Interestingly, it landed on the bung about five feet away. Thought my wife took it off for some reason.
 
I'll be that guy and recommend a temperature controlled ferment. But yeah, the rest should be safe. Might taste a touch like rocket fuel, but of your sanitation was good, should be fine.
 
duckmanco said:
I'll be that guy and recommend a temperature controlled ferment. But yeah, the rest should be safe. Might taste a touch like rocket fuel, but of your sanitation was good, should be fine.

Temperature control is the single thing that made the biggest difference in the quality of my beers, so I completely agree, but I understand most people don't have a spare fridge in their garage not being used for anything else.
 
I've had a lot of beers with perfect temps blow off.

Using an airlock early in a high gravity batch (actually ANY batch) is simply a bad idea.
 
Again there needs to be a sticky about a blow off tube for the first few days. All the beginner videos out there show just putting airlock in place. I now use a blow off first then add the airlock later.
 
Ditto on temperature control. Dosen't have to be a fridge. I have a tub that I fill half way with water, stick in the carboy or bucket, and have a aquarium temperature control set between 68F and 80F.

The original poster's beer is fine. CO2 that would still be blowing out of the dismantled airlock will stop any bugs from getting into it. Whoever said to attach a blow off tube is absolutely correct.
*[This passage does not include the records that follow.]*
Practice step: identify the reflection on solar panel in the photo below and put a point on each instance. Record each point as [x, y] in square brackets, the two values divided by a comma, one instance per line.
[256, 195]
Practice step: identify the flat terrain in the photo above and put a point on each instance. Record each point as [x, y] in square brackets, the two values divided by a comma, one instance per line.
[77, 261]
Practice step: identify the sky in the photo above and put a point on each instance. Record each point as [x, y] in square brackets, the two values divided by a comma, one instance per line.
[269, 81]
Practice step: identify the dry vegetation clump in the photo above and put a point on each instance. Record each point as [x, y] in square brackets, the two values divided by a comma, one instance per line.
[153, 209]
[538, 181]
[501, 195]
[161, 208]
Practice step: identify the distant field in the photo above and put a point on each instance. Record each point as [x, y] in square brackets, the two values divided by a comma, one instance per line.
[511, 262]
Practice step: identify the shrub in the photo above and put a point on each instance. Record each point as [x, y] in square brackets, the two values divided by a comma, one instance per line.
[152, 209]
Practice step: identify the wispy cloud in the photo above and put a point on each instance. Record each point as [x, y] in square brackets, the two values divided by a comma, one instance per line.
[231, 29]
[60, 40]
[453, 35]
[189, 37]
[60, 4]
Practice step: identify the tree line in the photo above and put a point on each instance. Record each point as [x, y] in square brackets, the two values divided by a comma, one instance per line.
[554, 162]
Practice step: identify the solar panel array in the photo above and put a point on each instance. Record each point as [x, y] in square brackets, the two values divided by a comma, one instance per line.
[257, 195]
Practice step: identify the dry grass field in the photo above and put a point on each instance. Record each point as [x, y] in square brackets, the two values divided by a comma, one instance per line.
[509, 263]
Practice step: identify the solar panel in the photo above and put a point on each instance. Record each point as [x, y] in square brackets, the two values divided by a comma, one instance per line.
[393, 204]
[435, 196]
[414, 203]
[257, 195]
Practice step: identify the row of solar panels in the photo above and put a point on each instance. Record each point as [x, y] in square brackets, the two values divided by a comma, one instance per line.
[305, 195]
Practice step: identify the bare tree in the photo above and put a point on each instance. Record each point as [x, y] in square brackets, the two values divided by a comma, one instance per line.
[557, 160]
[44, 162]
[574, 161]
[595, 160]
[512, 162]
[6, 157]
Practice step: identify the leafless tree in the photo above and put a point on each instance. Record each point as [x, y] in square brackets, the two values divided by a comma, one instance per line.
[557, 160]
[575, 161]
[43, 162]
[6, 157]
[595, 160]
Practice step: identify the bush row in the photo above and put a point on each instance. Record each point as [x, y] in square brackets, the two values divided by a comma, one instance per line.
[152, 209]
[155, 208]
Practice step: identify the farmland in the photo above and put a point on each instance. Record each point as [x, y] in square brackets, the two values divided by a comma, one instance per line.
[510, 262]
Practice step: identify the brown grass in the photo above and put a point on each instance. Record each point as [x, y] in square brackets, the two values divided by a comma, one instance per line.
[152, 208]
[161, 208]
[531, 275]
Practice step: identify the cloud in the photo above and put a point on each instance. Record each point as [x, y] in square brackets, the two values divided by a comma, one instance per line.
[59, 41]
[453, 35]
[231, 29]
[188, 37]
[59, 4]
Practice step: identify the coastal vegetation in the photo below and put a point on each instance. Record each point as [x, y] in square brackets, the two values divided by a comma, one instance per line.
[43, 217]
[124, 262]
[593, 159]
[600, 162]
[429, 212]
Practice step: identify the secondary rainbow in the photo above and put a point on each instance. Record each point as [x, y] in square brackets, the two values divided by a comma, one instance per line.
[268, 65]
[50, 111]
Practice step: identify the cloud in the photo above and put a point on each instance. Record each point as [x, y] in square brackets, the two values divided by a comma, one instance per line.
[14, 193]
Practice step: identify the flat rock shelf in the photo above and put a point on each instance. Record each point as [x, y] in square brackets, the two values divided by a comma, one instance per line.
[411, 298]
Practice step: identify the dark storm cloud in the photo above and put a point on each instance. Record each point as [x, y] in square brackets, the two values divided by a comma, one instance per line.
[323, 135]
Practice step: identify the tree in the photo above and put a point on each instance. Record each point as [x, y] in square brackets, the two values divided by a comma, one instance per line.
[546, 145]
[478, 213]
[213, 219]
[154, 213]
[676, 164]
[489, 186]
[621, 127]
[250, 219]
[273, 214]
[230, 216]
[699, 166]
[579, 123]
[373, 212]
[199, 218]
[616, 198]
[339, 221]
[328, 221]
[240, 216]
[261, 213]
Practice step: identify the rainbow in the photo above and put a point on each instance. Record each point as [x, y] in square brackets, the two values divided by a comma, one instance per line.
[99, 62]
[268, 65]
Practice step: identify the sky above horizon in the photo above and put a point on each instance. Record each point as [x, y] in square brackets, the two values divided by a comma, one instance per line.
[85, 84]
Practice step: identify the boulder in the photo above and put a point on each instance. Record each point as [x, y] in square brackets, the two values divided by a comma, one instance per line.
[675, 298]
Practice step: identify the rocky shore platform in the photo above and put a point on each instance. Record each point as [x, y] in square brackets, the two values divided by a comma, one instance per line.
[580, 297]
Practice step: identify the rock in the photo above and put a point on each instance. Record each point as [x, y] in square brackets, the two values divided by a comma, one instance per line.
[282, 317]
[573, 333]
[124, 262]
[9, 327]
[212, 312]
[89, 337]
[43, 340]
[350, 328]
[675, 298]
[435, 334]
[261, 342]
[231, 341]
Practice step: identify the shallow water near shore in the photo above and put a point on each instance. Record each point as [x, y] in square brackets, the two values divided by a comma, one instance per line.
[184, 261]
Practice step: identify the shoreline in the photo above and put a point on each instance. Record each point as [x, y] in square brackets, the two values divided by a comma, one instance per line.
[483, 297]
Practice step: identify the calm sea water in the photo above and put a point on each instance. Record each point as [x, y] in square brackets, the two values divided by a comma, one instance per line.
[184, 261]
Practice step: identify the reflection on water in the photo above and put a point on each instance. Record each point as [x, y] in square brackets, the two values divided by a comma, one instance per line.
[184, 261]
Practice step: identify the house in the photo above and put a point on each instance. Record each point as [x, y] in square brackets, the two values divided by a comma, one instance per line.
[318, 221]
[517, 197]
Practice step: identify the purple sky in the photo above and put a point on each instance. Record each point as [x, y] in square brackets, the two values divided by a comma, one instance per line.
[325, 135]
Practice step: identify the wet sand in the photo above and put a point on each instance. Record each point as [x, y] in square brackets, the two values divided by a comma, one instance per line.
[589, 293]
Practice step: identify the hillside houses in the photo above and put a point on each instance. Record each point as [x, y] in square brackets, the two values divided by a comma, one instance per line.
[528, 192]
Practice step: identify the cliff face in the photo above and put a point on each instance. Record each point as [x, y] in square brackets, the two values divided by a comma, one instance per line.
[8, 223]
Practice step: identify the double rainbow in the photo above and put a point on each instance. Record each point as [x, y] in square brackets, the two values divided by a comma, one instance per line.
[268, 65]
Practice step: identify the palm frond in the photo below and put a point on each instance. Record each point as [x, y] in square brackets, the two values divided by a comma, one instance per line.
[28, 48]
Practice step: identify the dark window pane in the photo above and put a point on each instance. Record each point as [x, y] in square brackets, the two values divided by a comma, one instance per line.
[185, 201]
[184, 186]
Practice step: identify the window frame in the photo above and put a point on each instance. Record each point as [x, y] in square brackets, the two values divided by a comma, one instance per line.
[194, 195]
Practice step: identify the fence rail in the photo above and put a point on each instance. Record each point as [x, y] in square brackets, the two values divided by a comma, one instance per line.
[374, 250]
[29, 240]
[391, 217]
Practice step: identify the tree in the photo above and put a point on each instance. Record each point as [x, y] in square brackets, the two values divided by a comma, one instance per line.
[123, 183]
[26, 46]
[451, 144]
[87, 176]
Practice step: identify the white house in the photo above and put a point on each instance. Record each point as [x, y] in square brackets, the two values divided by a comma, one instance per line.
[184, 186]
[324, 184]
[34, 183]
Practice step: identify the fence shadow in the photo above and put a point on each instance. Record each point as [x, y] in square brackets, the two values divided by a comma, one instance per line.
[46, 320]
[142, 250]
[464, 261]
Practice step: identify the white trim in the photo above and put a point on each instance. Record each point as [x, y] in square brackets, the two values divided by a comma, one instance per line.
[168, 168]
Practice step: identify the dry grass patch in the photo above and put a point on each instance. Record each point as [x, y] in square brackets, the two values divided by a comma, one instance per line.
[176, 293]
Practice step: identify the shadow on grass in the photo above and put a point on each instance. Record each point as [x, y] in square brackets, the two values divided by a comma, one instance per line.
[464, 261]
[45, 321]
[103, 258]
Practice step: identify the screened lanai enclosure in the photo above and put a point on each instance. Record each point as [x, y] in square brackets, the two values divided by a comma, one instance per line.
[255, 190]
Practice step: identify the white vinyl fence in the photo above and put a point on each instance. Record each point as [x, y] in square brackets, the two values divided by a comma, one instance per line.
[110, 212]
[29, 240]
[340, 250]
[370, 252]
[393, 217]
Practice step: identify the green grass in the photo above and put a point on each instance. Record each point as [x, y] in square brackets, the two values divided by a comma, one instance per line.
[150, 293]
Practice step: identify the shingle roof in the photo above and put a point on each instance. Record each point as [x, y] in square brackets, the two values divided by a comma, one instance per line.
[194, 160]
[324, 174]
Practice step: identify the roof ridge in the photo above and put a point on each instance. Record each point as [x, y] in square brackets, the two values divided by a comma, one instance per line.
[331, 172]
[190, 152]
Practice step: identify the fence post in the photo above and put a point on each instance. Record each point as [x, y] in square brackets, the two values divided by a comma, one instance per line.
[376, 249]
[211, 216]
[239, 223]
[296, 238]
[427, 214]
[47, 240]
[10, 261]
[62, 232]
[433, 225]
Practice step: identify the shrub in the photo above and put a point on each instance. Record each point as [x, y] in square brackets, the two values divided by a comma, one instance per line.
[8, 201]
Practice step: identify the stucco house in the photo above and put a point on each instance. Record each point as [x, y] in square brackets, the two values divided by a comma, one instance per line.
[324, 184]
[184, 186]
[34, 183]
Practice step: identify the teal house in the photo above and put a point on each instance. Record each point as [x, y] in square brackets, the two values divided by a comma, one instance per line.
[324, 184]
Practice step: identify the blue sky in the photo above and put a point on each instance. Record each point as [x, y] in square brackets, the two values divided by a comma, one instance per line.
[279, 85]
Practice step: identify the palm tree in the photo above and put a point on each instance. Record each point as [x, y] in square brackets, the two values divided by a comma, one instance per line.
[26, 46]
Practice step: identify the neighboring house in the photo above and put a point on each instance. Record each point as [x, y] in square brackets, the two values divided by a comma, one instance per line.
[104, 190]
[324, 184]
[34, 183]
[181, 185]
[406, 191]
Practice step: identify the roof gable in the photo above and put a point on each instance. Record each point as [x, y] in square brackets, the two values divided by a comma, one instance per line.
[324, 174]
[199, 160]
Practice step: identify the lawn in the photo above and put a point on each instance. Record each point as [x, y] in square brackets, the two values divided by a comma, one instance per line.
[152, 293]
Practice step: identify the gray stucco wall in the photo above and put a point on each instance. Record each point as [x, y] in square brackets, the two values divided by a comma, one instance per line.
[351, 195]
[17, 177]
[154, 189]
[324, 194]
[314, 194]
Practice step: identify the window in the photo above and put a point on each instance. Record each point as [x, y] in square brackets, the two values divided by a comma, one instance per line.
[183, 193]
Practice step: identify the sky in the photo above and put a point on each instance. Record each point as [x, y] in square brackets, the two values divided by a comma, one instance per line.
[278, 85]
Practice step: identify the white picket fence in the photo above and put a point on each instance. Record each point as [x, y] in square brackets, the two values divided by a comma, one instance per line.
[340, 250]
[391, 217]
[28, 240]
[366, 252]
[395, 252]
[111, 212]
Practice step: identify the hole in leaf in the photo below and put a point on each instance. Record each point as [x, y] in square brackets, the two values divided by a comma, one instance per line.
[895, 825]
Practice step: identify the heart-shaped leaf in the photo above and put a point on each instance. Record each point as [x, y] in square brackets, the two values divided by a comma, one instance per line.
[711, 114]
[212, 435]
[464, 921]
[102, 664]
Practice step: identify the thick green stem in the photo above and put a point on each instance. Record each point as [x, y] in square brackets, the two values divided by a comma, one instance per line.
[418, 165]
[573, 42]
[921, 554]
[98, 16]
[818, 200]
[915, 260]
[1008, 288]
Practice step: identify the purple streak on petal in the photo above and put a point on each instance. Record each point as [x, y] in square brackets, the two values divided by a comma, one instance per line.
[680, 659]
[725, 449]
The easiest way to do that with your set up is to stick the airlock back in and jam a piece of 1/2 inch ID (inside diameter) tube onto the middle post on the airlock (take the cover and piece that goes up and down when CO2 is venting off) off and that will give you access to the middle post. Also, there amy not be a need to run back up to your local home brew store to get the 1/2 inch ID tubeing. If you already have an siphon or autosiphon, that piece of hose is most likely 1/2 inch ID. If you don't, well then run up to the local home brew store or even home depot and get about three feet of the hose.
 
Again there needs to be a sticky about a blow off tube for the first few days. All the beginner videos out there show just putting airlock in place. I now use a blow off first then add the airlock later.

Best advice ever. I don't even use airlocks for primary. Just one of those orange or brown carboy caps with a piece of hose running into an empty two liter pop bottle.
 
I have never bothered w/ blow off tubes...but I ferment in an 8 gal bucket so it won't be an issue.
 
I ferment in 7 gallons buckets for 5 gallon batches and only had one batch over flow through the air lock. Still use air locks. It looks like the op was using a 5 gallon bucket that is the only time I would use one.
 
I've only had two blowouts. The first was a high gravity IIPA that I pitched on top of a full yeast cake and the second was a batch of apfelwein that had an especially vigorous ferment. I use a blowoff for any high grav beers now, but anything 1.050 or less I don't bother.